I don’t know whether hotel staff read Internet forums. It’s enough to type in “minibar,” and private armies of the aggrieved assemble, many waging personal guerrilla wars. Did you know that there are people who pee into empty beer bottles, jam the lids back on, and put them back in the minibar? Did you know that some people plaster the base of bottles with hairspray, stick them back down in the fridge, and leave the next person to desperately try to pry them loose? Did you know that if you don’t check the minibar as soon as you get into the room, they’re likely to sting you for a half-empty bottle of beer someone snuck into your fridge? Or how’s this: There are even minibars with built-in sensors that clock every movement and change in weight, so that if you don’t put the bottle or the chips back within ten seconds you have to pay for them, no matter what. I mean, who wouldn’t get in a huff? They’re busy trying to pull a quickie on you, while, at the same time, demanding your honesty. They’ve got it in for you in advance—you’re a thief, a grifter, and a boozehound. The minibar is a symbol of the totalitarian world. And by the way—can you be sure that at the pearly gates St. Peter isn’t going to welcome you with the question: “Did you take something from a minibar and not pay for it?” and then, depending on your answer, send you to a heavenly hotel with one, three, or seven stars?
In my native language the word “minibar” contains a number of other words. Two of them are critical here: rab or rob, which means “slave,” and mina, which means “mine”—as in “land mine.” The minibar is a minefield, for as soon as you cross its path you’ve immediately become a slave. Today, when almost every totalitarian system has exploded (okay, fine, it’s more that they imploded), the minibar is totalitarian shrapnel snugly nestled into a cozy space that’s devoid of all ideology—the hotel room. The minibar is the last bastion of totalitarianism, its invisible nest. Struggle against the minibar is possible, but only as a personal guerrilla action.

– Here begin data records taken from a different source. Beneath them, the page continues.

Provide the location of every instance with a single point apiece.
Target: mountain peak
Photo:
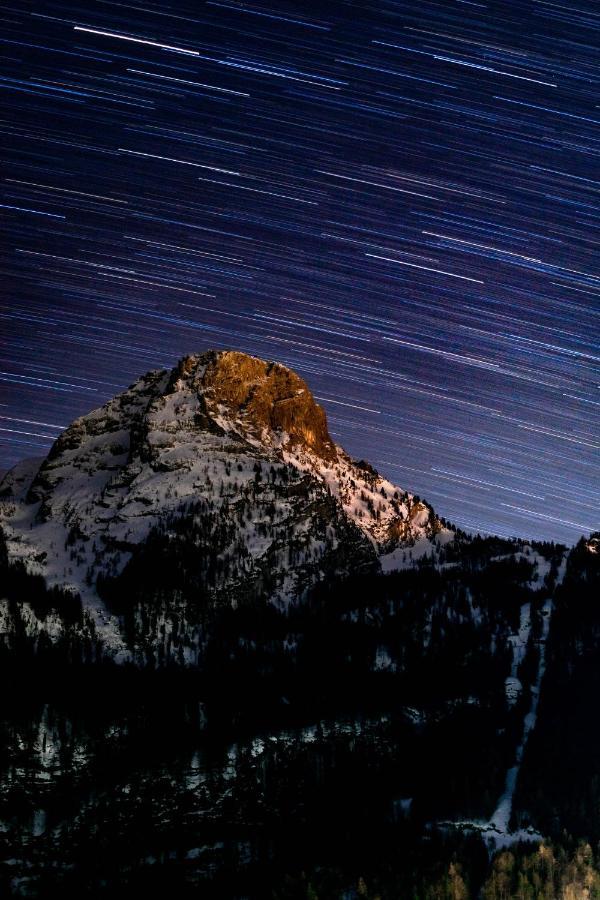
(270, 402)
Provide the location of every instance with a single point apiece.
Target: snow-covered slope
(243, 438)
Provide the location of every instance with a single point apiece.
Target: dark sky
(400, 200)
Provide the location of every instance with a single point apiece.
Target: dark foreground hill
(242, 664)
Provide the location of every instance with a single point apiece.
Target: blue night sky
(399, 200)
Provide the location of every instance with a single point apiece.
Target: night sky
(399, 200)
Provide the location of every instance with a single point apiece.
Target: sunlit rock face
(234, 455)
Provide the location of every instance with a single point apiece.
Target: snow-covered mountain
(226, 451)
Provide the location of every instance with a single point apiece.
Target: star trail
(399, 200)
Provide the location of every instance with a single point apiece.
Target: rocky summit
(227, 456)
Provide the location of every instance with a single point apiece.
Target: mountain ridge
(223, 436)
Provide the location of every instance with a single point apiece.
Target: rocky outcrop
(241, 438)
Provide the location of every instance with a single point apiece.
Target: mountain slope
(233, 454)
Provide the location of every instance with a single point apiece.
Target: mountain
(323, 672)
(224, 465)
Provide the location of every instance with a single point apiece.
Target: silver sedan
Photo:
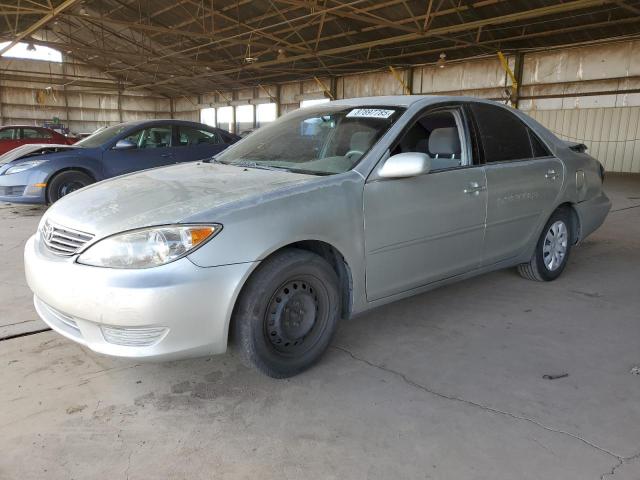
(326, 213)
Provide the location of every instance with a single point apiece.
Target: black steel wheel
(287, 313)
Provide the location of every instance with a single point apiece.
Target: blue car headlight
(21, 167)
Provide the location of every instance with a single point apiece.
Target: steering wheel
(352, 153)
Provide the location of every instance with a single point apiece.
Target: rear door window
(504, 137)
(35, 133)
(189, 136)
(8, 134)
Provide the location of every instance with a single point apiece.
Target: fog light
(134, 336)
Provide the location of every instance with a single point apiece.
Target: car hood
(33, 150)
(164, 196)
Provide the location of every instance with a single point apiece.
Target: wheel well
(575, 220)
(67, 169)
(72, 169)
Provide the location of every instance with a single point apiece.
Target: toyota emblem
(47, 232)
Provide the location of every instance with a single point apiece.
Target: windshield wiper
(261, 166)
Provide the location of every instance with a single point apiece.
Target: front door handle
(474, 188)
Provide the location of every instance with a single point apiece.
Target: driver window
(153, 137)
(438, 135)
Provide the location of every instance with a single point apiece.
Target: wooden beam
(446, 30)
(34, 27)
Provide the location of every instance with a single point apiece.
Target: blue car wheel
(66, 182)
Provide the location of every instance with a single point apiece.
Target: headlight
(148, 247)
(21, 167)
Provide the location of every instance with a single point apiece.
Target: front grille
(63, 241)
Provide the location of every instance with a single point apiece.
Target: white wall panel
(611, 134)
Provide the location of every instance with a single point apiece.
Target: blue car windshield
(99, 137)
(322, 140)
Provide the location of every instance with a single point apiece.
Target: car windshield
(101, 136)
(320, 141)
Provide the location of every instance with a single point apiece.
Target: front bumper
(182, 308)
(20, 187)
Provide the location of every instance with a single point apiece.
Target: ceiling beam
(446, 30)
(34, 27)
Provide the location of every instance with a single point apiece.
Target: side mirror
(124, 145)
(403, 165)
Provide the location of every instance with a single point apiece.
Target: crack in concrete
(496, 411)
(621, 461)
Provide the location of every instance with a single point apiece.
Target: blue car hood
(39, 151)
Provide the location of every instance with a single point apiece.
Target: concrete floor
(446, 385)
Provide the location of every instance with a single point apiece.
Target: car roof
(160, 121)
(405, 100)
(26, 126)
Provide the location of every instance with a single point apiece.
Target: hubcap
(295, 316)
(555, 245)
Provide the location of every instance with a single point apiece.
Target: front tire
(287, 313)
(552, 250)
(66, 182)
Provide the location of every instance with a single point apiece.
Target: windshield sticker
(370, 113)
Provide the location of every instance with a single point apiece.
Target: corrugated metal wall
(612, 134)
(589, 93)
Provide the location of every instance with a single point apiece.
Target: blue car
(42, 174)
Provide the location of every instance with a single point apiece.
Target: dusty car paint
(356, 212)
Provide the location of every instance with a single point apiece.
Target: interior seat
(444, 148)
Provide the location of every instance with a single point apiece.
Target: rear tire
(66, 182)
(287, 313)
(552, 250)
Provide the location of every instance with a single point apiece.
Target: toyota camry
(324, 214)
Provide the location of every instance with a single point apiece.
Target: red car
(14, 136)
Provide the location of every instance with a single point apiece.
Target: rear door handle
(474, 188)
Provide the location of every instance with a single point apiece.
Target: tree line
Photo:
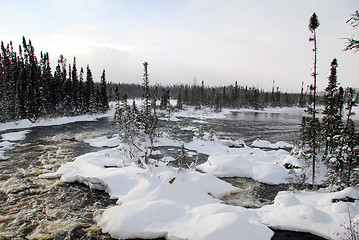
(230, 96)
(333, 140)
(29, 89)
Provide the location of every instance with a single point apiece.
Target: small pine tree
(103, 93)
(179, 100)
(332, 119)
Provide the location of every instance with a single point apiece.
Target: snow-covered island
(160, 201)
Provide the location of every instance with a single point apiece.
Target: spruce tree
(332, 119)
(314, 122)
(353, 44)
(103, 93)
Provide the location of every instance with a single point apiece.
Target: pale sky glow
(217, 41)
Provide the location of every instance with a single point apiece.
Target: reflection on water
(35, 208)
(283, 117)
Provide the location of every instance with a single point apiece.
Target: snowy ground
(160, 201)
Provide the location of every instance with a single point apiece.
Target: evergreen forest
(30, 89)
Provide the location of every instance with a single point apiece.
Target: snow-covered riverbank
(160, 201)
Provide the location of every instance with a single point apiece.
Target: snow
(159, 201)
(313, 212)
(263, 166)
(22, 124)
(15, 136)
(266, 144)
(8, 140)
(104, 141)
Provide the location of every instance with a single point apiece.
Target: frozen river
(33, 208)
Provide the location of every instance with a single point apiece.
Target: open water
(35, 208)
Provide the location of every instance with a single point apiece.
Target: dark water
(35, 208)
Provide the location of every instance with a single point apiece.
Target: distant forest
(29, 89)
(232, 96)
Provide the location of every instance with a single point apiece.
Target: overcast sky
(252, 42)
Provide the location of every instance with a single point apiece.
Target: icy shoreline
(159, 201)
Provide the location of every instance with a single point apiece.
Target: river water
(35, 208)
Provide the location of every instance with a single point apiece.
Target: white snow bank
(313, 212)
(159, 201)
(104, 141)
(15, 136)
(266, 144)
(8, 139)
(262, 166)
(53, 121)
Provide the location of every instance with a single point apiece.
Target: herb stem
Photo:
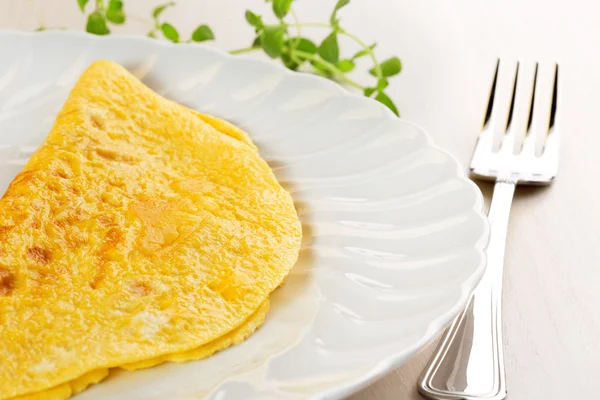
(309, 24)
(142, 20)
(329, 67)
(244, 50)
(376, 65)
(371, 54)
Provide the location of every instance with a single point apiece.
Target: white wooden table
(552, 278)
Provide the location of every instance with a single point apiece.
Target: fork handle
(468, 363)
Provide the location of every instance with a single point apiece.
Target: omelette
(140, 232)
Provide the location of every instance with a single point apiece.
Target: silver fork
(518, 144)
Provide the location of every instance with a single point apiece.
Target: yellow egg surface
(238, 335)
(138, 229)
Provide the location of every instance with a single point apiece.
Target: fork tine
(503, 101)
(550, 150)
(521, 108)
(543, 113)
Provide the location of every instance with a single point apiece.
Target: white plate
(394, 233)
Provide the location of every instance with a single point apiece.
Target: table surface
(449, 51)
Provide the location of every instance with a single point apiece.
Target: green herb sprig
(282, 40)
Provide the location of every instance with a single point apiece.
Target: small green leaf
(82, 4)
(384, 99)
(159, 9)
(272, 41)
(114, 12)
(346, 65)
(338, 5)
(170, 32)
(329, 49)
(254, 19)
(288, 62)
(281, 7)
(364, 52)
(321, 68)
(302, 44)
(382, 84)
(96, 24)
(390, 67)
(202, 33)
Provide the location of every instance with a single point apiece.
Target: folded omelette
(140, 232)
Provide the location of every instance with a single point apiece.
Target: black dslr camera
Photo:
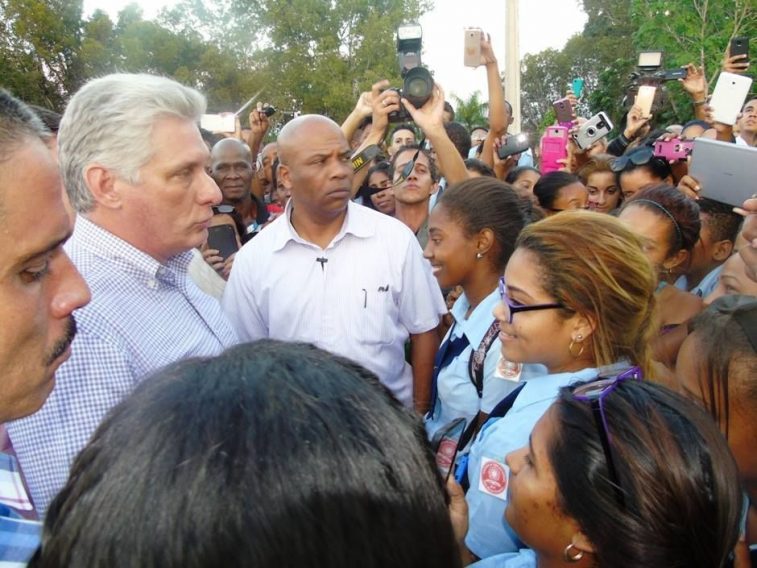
(418, 84)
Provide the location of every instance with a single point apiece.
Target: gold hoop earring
(572, 553)
(577, 341)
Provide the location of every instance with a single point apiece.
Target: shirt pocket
(373, 314)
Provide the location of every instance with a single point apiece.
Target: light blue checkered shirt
(143, 316)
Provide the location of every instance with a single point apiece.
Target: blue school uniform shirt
(456, 393)
(488, 533)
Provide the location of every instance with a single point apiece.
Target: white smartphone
(218, 122)
(729, 95)
(473, 38)
(645, 99)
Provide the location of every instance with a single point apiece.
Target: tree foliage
(306, 55)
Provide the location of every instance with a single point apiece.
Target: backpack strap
(476, 362)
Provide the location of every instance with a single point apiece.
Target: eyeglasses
(513, 308)
(637, 158)
(223, 209)
(595, 393)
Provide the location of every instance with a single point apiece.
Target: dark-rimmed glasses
(513, 309)
(595, 393)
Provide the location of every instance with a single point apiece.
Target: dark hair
(272, 454)
(682, 497)
(448, 108)
(50, 118)
(487, 203)
(460, 137)
(414, 147)
(472, 164)
(723, 344)
(365, 191)
(679, 212)
(547, 189)
(720, 219)
(658, 167)
(17, 123)
(514, 174)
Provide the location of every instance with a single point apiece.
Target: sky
(543, 24)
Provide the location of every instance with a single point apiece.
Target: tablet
(726, 172)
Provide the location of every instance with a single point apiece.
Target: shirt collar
(480, 319)
(357, 222)
(126, 255)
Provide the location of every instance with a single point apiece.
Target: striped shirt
(143, 316)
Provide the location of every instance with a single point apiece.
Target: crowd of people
(217, 350)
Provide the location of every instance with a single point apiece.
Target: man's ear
(721, 250)
(677, 260)
(104, 186)
(283, 174)
(582, 542)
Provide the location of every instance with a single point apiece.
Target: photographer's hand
(429, 118)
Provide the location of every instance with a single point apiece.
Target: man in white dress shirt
(337, 274)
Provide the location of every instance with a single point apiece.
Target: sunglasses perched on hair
(595, 393)
(223, 209)
(637, 158)
(515, 307)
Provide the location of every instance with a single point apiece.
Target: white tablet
(726, 172)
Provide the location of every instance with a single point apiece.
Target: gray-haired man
(133, 163)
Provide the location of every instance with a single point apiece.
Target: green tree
(690, 31)
(472, 111)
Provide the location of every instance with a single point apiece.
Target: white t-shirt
(360, 297)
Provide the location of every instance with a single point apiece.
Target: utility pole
(512, 60)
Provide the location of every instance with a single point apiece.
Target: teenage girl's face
(538, 336)
(533, 509)
(604, 195)
(450, 251)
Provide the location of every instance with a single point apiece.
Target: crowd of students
(244, 353)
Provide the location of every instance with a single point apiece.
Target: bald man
(336, 274)
(231, 169)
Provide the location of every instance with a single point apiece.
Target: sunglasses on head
(595, 393)
(637, 158)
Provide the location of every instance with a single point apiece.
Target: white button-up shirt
(360, 297)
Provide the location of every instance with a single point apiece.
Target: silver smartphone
(598, 126)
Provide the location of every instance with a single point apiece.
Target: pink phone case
(553, 148)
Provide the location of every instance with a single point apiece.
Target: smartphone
(446, 444)
(674, 149)
(514, 144)
(223, 238)
(472, 47)
(645, 99)
(592, 130)
(218, 122)
(650, 59)
(729, 95)
(554, 147)
(577, 87)
(563, 110)
(739, 46)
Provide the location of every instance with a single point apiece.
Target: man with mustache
(133, 164)
(39, 290)
(356, 282)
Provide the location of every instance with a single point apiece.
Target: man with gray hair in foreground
(133, 164)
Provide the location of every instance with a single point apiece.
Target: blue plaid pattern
(143, 316)
(19, 538)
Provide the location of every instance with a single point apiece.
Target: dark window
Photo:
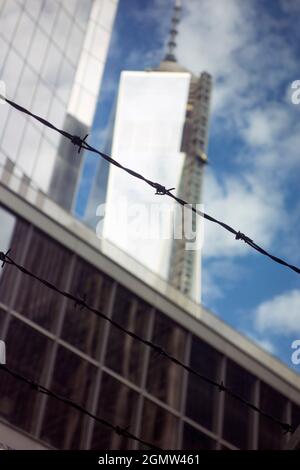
(117, 404)
(3, 315)
(27, 353)
(159, 427)
(236, 425)
(270, 434)
(74, 378)
(164, 378)
(196, 440)
(49, 260)
(202, 398)
(125, 354)
(295, 416)
(83, 328)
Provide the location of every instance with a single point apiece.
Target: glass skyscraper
(160, 130)
(52, 57)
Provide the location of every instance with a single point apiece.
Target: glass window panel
(12, 72)
(271, 435)
(74, 378)
(62, 29)
(91, 77)
(116, 405)
(48, 16)
(202, 398)
(159, 426)
(70, 6)
(27, 87)
(107, 14)
(65, 80)
(57, 113)
(124, 354)
(13, 134)
(51, 261)
(33, 8)
(75, 44)
(42, 100)
(13, 237)
(193, 439)
(100, 43)
(37, 51)
(82, 328)
(28, 151)
(237, 416)
(26, 352)
(52, 65)
(83, 13)
(10, 16)
(44, 164)
(164, 379)
(23, 35)
(4, 48)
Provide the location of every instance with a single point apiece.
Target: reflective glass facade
(86, 359)
(52, 57)
(147, 133)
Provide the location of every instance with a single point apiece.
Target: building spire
(173, 32)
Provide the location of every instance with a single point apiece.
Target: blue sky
(252, 181)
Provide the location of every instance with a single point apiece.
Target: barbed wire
(81, 143)
(82, 303)
(46, 391)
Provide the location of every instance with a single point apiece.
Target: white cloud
(264, 343)
(244, 204)
(280, 315)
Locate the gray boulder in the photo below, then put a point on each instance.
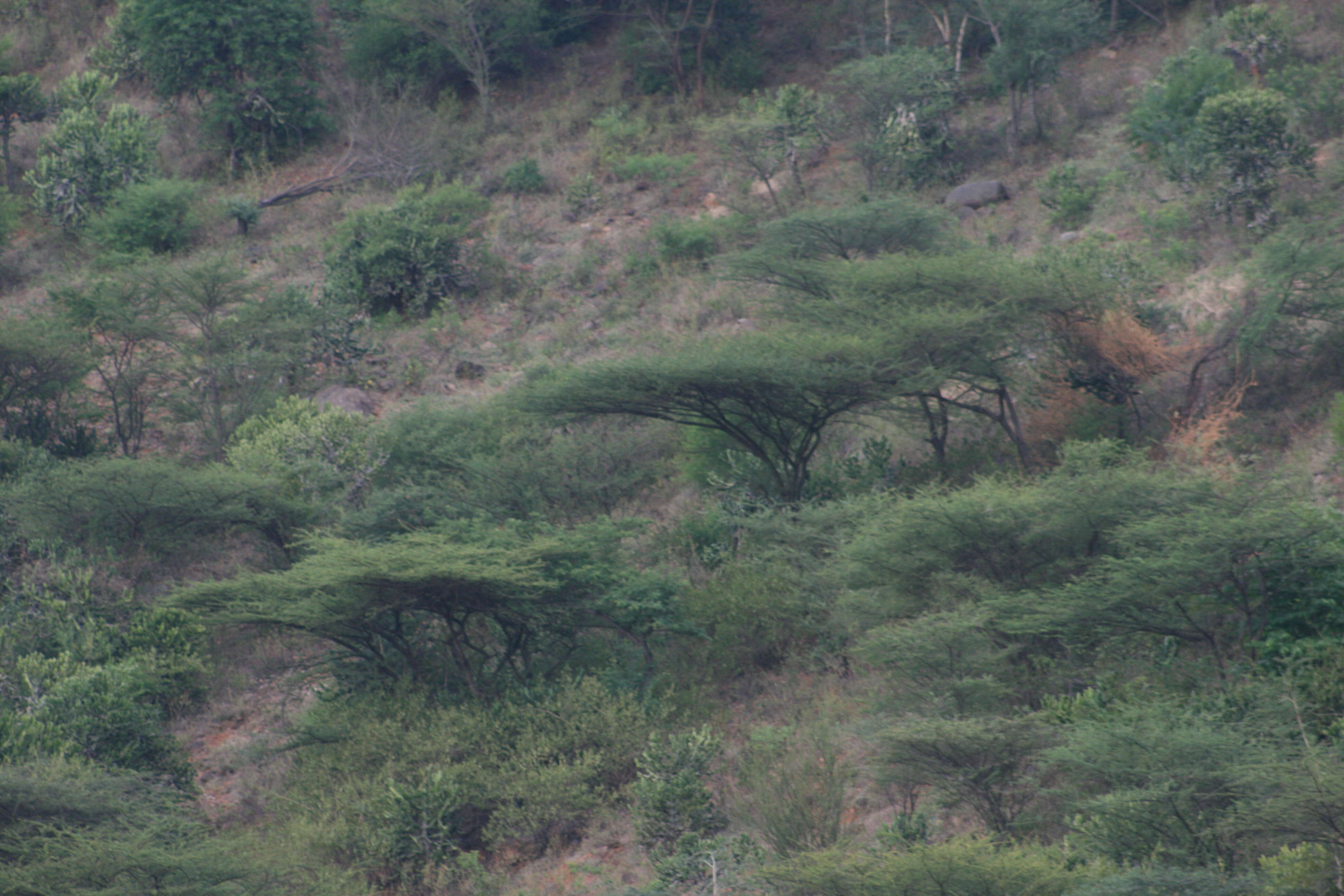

So, getting back to the hotel I mentioned at the start, this is my confession: I launched the assault on the minibar in room 513. I wrestled it into the bathroom. I defaced it with the hotel key, scratching Death to the Minibar! into its smooth surface. I threw it in the bath tub, and I turned on the tap. And finally, when the receptionist asked, “Did you have anything from the minibar?” I replied: “I wouldn’t be caught dead!” We need to put our heads together. If hotels know how to put sensors in their minibars, they’ll soon figure out a way of charging us for the mere thought that we might fancy a little something.
Dubravka Ugresic is an essayist and novelist. Born in Croatia, she currently lives in Amsterdam.